David J. Vaughan Department of Earth Sciences, Manchester University, Manchester M13 9PL (UK)

david.vaughan@man.ac.uk

J. Charnock Department of Earth Sciences, Manchester University, Manchester M13 9PL (UK)

K. E. R. England Department of Earth Sciences, Manchester University, Manchester M13 9PL (UK)

M. Farquhar Department of Earth Sciences, Manchester University, Manchester M13 9PL (UK)

A. Lennie Department of Earth Sciences, Manchester University, Manchester M13 9PL (UK)

G. Kelsall Department of Mineral Resources Engineering, Imperial College, London SW7 2BP (UK)

Q. Yin Department of Mineral Resources Engineering, Imperial College, London SW7 2BP (UK)

Iron is a geochemically abundant metal with a complex redox chemistry and a mineralogy dominated by oxide and sulphide species; copper is a geochemically scarce metal with a mineralogy dominated by sulphide species.

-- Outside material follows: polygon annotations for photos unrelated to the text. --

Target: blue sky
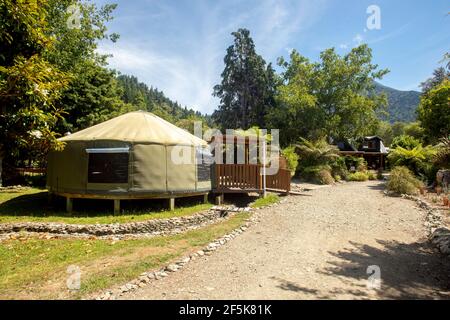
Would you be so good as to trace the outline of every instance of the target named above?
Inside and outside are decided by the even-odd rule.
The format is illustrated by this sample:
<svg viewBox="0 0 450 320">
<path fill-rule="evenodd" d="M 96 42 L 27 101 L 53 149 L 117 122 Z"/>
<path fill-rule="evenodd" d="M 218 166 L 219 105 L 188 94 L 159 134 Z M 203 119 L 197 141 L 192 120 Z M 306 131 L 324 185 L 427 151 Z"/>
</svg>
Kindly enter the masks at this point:
<svg viewBox="0 0 450 320">
<path fill-rule="evenodd" d="M 195 110 L 211 113 L 231 32 L 245 27 L 257 52 L 276 63 L 295 48 L 317 60 L 335 47 L 345 54 L 368 43 L 374 62 L 391 72 L 382 84 L 418 90 L 450 51 L 448 0 L 95 0 L 115 2 L 108 24 L 117 43 L 99 51 L 113 55 L 109 65 Z M 381 28 L 367 30 L 370 5 L 380 8 Z"/>
</svg>

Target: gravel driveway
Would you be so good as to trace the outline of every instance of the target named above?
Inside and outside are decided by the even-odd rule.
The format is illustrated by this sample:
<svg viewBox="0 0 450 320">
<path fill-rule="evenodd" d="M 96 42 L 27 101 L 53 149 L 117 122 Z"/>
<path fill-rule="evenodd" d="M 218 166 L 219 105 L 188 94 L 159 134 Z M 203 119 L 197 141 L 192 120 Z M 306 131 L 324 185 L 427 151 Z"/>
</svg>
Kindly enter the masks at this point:
<svg viewBox="0 0 450 320">
<path fill-rule="evenodd" d="M 450 298 L 450 259 L 427 244 L 424 213 L 381 190 L 372 181 L 289 196 L 211 256 L 122 298 Z M 367 288 L 373 265 L 379 289 Z"/>
</svg>

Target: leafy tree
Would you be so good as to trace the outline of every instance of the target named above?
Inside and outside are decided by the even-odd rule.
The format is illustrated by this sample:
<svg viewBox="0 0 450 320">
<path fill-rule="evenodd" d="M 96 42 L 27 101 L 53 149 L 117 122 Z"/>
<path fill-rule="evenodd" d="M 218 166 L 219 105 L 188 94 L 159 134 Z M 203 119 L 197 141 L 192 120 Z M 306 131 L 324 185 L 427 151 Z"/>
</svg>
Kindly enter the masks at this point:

The surface chemistries and reactivities of systems involving these two metals present interesting problems of relevance to environmental geochemistry and mineral technology, which we have approached using a range of experimental methods.

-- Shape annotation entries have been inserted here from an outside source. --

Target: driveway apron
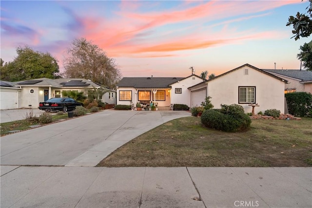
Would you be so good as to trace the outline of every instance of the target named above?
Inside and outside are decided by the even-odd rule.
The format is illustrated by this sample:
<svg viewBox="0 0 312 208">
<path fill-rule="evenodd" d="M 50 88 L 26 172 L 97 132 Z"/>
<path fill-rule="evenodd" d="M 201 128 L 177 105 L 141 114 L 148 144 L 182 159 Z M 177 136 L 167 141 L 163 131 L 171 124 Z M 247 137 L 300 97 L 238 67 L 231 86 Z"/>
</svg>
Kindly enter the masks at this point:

Studies of the breakdown of copper-iron sulphides in aqueous systems, leading to release of metals and acid, have involved electrochemical methods combined with X-ray photoelectron, Auger electron and X-ray absorption spectroscopies. In chalcopyrite for example, the rate of development of surface layers of hydrated ferric oxide and subsurface iron-depleted copper sulphide appears to be controlled by not only Eh and pH conditions, but also by metal sulphide stoichiometry.

Copper released into solution from sulphide breakdown may be transported or re-precipitated, or may be sorbed onto the surfaces of common minerals and fixed in soils or sediments (or transported with them as detrital phases). For example, we have studied the sorption of copper from aqueous solution onto the surface of muscovite (which also serves as a model for clay mineral species) using X-ray photoelectron and X-ray absorption spectroscopy. These studies indicate multinuclear clusters or ribbons with copper hydroxide-like character forming by chemisorption of copper on the surface.

The surface structures and chemistries of iron oxides (hematite, magnetite) are being probed at atomic resolution using
scanning tunneling microscopy, revealing various terminations of the bulk structure. These surfaces show both vacancies and adsorbates, and annealing under redox conditions on the magnetite-hematite phase boundary gives rise to complex two-dimensional surface-ordering phenomena.

The strengths and weaknesses of these different experimental approaches will be discussed along with applications to the geochemical behaviour of copper and iron.